Одним словом, как во всём подходе к рассмотрению дела Рапавы, Рухадзе и других, так и в построении речи государственного обвинителя просматривался сложившийся стереотип: разоблачены очередные враги народа, посягнувшие на основы Советского государства. Поэтому обвинительная речь Руденко во многом была похожа на известные речи А.Я. Вышинского по делам «агентов разведок империалистических государств», которыми «являлись троцкистско-зиновьевские и бухаринские убийцы и шпионы». Разумеется, это совсем не означает, что Рапава, Рухадзе и другие подсудимые были невиновны. Они совершили тяжкие преступления, за которые подлежали строгой ответственности.
В заключение государственный обвинитель потребовал Надараю приговорить к длительному сроку лишения свободы, а Рапаву, Рухадзе, Церетели, Хазана, Савицкого, Кримяна и Парамонова расстрелять.
Затем выступили защитники которые в своих речах оспаривали лишь некоторые эпизоды обвинений, вменённых их подзащитным. В то же время они обращали внимание суда на необходимость учёта при вынесении приговора обстановки, сложившейся в 1937–1938 гг. не только в Грузии, но и во всей стране, когда до указанию сверху начался разгул беспримерного беззакония. Обращалось внимание и на роль Берии, который мог потребовать беспрекословного выполнения любого своего распоряжения. Адвокаты указывали, что ответственность за совершенные преступления должны разделить и другие лица, причастные именно к тем преступлениям, которые вменялись в вину подсудимым. В частности, назывались фамилии допрошенных в суде Давлианидзе, Пачулиия Г.А. и других.
Защитники соглашались с тем, что содеянное их подзащитными следует квалифицировать по ст. ст. 58–8 и 58–11 УК РСФСР, но все они решительно возражали против квалификации действий подсудимых также и по ст. 58–1 «б». Обосновывая свою позицию, защитники ссылались на необходимость доказать, что действия подсудимых совершались в ущерб военной мощи СССР, его государственной независимости или неприкосновенности его территории.
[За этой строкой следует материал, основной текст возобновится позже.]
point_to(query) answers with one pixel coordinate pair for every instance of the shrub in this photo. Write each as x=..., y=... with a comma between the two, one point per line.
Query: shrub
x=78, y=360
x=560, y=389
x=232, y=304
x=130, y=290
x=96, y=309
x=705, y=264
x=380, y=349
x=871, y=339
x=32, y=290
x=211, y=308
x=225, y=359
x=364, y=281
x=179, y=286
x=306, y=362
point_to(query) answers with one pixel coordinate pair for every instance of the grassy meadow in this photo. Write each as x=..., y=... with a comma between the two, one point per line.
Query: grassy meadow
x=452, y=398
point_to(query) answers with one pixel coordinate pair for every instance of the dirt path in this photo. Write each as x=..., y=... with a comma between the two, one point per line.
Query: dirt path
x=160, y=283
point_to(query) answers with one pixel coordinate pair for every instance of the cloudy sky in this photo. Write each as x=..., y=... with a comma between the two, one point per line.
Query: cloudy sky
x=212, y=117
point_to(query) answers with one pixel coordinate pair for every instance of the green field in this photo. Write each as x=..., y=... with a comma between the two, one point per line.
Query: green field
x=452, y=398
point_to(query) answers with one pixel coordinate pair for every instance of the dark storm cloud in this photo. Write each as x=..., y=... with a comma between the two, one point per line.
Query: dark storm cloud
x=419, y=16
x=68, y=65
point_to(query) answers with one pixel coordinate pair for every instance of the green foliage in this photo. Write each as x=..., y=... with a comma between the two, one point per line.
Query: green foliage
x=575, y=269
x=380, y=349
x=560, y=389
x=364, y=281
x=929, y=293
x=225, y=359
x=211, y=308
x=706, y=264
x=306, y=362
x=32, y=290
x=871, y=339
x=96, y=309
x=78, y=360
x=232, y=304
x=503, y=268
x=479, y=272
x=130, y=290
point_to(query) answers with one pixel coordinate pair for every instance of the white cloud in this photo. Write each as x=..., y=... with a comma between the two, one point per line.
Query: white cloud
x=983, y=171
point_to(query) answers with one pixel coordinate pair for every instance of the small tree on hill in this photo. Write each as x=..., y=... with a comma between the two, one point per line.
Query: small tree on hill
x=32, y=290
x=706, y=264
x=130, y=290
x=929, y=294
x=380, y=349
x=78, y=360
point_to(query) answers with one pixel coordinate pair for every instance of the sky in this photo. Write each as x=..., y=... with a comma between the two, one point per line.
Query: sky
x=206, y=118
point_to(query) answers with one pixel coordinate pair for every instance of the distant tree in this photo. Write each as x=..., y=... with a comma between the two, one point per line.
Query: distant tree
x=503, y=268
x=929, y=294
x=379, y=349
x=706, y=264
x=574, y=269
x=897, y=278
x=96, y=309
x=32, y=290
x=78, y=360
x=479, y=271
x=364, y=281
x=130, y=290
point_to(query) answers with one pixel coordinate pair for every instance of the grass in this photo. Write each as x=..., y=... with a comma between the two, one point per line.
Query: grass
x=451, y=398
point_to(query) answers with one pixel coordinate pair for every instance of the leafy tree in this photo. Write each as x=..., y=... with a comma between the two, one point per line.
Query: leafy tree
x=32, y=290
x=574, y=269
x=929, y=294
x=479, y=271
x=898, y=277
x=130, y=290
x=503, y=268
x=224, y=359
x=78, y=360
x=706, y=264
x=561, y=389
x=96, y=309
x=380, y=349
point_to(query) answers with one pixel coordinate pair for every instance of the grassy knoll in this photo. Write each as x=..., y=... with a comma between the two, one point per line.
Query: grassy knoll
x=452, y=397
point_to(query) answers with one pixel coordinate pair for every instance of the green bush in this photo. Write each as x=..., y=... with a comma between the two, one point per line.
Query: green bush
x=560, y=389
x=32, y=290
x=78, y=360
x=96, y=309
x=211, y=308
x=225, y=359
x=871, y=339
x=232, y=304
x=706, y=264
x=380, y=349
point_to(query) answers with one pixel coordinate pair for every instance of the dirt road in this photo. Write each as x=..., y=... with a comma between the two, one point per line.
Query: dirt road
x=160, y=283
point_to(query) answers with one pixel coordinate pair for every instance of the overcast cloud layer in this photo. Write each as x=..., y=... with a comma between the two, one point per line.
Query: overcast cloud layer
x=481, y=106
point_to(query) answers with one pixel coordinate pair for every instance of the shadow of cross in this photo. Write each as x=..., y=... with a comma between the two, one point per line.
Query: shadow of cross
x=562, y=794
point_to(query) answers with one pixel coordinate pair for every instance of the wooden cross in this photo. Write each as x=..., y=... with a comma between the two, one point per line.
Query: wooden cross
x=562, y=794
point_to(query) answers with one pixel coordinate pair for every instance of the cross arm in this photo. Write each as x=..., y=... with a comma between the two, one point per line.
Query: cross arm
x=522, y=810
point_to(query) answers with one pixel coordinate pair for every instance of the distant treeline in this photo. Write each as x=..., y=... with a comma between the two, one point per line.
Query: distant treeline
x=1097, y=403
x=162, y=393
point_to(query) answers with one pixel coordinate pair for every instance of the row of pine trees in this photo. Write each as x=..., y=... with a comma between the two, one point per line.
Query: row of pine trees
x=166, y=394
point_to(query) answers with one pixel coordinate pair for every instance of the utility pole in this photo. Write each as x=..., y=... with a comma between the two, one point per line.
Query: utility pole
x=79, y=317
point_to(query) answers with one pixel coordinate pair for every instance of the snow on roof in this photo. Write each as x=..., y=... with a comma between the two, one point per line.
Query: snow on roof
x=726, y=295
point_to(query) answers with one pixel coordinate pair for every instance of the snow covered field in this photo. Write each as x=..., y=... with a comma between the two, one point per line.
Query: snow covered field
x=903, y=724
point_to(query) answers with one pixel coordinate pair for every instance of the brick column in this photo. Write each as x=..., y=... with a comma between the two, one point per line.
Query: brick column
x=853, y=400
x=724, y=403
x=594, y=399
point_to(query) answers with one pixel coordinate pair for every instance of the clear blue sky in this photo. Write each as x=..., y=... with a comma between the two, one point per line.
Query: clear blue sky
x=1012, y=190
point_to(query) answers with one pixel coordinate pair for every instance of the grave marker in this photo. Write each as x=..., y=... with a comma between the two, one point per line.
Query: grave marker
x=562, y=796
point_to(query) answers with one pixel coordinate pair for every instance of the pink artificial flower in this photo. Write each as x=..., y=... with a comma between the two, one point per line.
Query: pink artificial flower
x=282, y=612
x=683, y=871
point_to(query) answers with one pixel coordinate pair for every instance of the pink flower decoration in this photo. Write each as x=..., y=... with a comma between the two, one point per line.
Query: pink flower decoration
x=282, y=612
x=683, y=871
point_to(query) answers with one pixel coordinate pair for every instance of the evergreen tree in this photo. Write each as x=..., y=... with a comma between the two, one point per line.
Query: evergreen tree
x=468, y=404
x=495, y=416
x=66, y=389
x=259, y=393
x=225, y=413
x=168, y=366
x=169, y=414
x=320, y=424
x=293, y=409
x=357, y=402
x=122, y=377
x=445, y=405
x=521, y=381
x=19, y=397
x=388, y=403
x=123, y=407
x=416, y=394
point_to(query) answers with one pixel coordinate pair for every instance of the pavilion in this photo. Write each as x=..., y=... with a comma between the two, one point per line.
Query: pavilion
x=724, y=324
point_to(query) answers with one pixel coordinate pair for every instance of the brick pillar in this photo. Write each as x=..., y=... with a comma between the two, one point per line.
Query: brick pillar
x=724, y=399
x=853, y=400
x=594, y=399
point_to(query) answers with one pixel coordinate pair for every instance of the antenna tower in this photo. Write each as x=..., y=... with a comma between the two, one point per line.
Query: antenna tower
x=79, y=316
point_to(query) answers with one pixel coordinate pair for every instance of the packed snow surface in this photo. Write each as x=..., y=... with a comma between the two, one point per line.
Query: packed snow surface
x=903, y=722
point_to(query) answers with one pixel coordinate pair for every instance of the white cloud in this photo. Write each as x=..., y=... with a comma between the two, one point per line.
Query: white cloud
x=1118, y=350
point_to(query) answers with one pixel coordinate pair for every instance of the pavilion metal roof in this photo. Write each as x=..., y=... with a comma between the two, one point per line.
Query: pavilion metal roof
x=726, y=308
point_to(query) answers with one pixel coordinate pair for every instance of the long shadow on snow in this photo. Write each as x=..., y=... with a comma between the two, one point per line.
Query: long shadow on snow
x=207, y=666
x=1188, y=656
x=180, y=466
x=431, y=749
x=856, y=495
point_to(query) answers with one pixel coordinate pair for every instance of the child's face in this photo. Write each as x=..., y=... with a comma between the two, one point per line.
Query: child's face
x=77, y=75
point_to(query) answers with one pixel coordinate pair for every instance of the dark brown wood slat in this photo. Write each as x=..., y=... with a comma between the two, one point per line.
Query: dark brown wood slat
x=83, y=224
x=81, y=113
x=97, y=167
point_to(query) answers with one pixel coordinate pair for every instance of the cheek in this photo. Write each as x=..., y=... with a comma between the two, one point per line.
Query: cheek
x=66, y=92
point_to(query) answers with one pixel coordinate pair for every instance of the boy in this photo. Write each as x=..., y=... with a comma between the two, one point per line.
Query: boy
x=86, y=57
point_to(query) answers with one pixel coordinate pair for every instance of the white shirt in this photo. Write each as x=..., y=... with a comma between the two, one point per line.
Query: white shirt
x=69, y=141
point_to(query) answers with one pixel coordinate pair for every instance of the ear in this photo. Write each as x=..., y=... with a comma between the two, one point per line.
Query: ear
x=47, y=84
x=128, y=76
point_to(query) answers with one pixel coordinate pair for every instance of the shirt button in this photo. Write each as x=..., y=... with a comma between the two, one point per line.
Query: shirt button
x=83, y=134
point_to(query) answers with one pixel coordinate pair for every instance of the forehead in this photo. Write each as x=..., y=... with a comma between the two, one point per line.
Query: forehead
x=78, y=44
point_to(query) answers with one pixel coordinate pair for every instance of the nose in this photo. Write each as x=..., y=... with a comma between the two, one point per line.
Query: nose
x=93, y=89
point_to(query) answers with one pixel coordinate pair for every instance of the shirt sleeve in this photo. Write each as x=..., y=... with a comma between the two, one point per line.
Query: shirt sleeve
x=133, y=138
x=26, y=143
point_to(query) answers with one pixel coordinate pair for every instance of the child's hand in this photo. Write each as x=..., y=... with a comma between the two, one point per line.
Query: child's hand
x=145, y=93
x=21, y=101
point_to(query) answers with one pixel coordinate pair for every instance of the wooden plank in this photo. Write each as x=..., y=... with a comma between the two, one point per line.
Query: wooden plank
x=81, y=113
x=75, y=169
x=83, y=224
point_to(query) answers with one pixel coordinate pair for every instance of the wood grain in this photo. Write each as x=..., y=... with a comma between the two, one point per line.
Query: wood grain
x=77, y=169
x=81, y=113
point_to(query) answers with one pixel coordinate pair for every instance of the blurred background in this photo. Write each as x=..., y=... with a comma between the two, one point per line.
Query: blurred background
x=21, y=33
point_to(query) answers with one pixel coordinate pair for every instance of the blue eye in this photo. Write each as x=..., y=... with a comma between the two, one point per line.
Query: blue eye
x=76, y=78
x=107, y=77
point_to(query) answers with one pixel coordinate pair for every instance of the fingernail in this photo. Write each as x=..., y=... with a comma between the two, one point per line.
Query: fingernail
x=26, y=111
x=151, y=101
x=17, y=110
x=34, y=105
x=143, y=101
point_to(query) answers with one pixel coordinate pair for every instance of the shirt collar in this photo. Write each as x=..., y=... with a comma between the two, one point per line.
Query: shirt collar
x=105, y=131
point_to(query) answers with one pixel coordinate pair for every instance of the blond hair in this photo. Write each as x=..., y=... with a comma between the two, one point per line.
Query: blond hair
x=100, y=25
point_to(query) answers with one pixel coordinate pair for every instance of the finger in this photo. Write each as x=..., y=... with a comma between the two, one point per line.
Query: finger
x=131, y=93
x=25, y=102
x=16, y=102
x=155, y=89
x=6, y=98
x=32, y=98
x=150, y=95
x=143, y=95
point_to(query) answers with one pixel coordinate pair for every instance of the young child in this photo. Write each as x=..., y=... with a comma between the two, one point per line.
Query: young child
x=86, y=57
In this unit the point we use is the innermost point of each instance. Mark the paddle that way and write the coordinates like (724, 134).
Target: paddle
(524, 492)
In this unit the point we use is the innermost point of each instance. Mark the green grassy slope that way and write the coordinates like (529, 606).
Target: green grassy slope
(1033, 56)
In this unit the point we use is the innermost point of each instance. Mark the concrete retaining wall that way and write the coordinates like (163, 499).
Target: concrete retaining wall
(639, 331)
Об этом могли свидетельствовать шпионаж подсудимых в пользу иностранных государств, выдача военной тайны, переход на сторону врага, бегство или перелёт за границу. Именно при наличии одного из перечисленных условий содеянное могло квалифицироваться как измена Родине. Поскольку подсудимые не совершали указанных действий, утверждали защитники, нет оснований квалифицировать содеянное ими по данной статье.
С этими доводами было трудно не согласиться. Действительно, перечисленных в законе действий, образующих состав преступления, предусмотренный ст. 58–1 «б» УК РСФСР, подсудимые не совершали, а поэтому и не было оснований квалифицировать содеянное ими по данной статье закона. Замечу, что действия осужденных впоследствии других бывших ответственных сотрудников НКВД-МВД-МГБ Грузии, совершивших но существу такие же преступления, что и подсудимые на процессе Рапавы, Рухадзе и других, не квалифицировались как измена Родине. Не квалифицировались их действия и по ст. 58–11 УК РСФСР. Защитники же по делу Рапавы, Рухадзе и других подсудимых на процессе квалификацию действий своих подзащитных не оспаривали, хотя оснований к этому было более чем достаточно. Здесь сказался ситуационный стереотип, владевший в то время не только государственным обвинителем и защитниками, но и судом.
Защитники Савицкого, Парамонова, Хазана и Кримяна обратили внимание суда на необходимость применить к их подзащитным положения ст. 14 УК РСФСР, согласно которым уголовное преследование не может иметь места, когда со времени совершения преступления, за которое судом может быть назначено наказание в виде лишения свободы на срок свыше пяти лет, прошло 10 лет и более. В тех же случаях, когда виновные привлекаются к уголовной ответственности за контрреволюционные преступления, давность применяется по усмотрению суда, однако в примечании 1-ом к ст. 14 УК РСФСР говорится: если суд не найдёт возможным применить давность, то при назначении судом виновному расстрела, таковой обязательно заменяется другими мерами наказания.